Revenons sur nos pas, pour retrouver nos premiers personnages laissés en arrière.

On a vu arriver George à son foyer où l’attendait la ruine, la désolation, presque la mort. Alexandrine ne le reconnaissait plus, et non-seulement il avait à pleurer sur cette intelligence éteinte, mais encore sur la perte de son enfant dont la joie de le revoir dans les bras de sa mère, à son retour, l’avait si souventes fois consolé dans ses courses lointaines.

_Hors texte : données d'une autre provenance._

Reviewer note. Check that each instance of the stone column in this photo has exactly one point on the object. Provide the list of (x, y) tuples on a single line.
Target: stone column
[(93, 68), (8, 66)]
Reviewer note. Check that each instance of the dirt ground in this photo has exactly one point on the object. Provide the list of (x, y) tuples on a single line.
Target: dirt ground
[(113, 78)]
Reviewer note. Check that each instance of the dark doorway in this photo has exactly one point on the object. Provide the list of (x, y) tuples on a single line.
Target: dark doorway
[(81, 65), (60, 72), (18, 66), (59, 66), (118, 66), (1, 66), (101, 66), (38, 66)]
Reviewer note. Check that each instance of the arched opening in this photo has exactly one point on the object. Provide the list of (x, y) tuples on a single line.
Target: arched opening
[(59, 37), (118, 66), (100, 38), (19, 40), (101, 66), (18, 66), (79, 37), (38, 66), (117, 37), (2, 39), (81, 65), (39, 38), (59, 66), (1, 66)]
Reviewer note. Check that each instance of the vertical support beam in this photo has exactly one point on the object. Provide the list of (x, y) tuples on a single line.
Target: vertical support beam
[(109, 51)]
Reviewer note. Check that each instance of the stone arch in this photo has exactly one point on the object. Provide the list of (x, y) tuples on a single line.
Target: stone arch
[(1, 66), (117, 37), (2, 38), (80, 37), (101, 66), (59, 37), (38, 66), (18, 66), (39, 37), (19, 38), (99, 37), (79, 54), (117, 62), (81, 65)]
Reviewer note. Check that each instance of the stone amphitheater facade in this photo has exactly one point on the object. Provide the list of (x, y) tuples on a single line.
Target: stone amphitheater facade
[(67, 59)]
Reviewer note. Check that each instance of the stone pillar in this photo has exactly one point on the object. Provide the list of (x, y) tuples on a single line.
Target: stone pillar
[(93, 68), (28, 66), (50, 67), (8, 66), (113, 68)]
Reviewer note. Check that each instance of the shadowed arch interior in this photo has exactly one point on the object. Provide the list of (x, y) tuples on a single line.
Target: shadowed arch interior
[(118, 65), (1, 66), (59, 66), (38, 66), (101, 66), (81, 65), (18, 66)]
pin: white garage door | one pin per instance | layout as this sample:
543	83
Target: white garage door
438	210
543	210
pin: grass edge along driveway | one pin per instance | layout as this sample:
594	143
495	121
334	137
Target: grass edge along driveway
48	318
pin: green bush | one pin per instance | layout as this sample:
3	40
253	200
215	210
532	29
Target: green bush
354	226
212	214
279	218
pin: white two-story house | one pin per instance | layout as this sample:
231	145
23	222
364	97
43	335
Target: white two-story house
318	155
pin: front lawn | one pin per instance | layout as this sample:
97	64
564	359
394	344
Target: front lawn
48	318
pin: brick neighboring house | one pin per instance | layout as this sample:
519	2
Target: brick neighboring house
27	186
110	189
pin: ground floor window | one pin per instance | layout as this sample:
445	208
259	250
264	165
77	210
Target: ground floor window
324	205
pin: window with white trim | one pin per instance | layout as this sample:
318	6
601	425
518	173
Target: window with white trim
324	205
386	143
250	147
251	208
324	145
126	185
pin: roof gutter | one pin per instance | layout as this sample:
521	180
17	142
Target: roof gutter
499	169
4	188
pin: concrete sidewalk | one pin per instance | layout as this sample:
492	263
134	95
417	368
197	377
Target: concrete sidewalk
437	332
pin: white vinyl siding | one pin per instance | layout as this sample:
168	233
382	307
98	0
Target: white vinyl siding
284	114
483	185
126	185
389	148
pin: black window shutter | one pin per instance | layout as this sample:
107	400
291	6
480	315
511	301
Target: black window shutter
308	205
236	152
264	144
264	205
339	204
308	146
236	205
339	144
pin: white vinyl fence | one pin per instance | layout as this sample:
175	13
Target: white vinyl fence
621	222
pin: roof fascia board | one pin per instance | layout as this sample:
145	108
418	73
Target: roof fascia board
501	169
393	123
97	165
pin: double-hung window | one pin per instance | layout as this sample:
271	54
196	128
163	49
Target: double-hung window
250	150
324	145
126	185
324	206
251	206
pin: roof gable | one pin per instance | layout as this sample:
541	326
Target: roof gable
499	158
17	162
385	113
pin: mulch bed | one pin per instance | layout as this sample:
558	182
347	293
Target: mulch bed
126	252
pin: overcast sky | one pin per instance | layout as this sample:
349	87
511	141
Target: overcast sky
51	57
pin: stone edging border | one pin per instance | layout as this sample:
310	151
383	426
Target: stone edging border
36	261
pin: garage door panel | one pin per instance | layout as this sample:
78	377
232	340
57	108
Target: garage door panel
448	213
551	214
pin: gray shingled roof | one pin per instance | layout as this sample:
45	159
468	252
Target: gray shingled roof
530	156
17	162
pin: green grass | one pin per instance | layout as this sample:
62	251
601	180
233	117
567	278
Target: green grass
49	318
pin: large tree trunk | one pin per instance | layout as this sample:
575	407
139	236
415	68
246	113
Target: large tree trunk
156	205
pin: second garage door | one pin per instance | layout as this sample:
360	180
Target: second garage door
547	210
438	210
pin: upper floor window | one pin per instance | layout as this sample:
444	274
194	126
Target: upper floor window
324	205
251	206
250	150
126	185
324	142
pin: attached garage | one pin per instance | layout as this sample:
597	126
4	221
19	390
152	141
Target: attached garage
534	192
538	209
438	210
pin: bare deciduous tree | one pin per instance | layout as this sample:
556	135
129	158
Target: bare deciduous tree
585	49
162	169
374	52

En chrétien, fortifié par les paroles et les encouragements du pasteur, il accepta la triste tâche que le ciel lui réservait, bien décidé à continuer ainsi le chemin de la vie. Sans murmurer, se dévouant pour celle qu’il aimait toujours d’un amour si fort, je serai pour elle ce que j’ai été, disait il : un cœur aimant, sincère et empressé. Je lui ferai la vie la plus douce possible, sans me laisser vaincre par les difficultés. Ma tâche est rude et pénible, je le sais ; mais elle sera adoucie par la conscience que j’aurai de faire mon devoir. N’éprouverais-je pas une indicible satisfaction en me disant : J’agis ainsi parce que j’aime, et l’amour est tout de dévouement. Et d’ailleurs, quelle joie ne ressent on pas lorsqu’on a fait un sacrifice à ceux que l’on aime.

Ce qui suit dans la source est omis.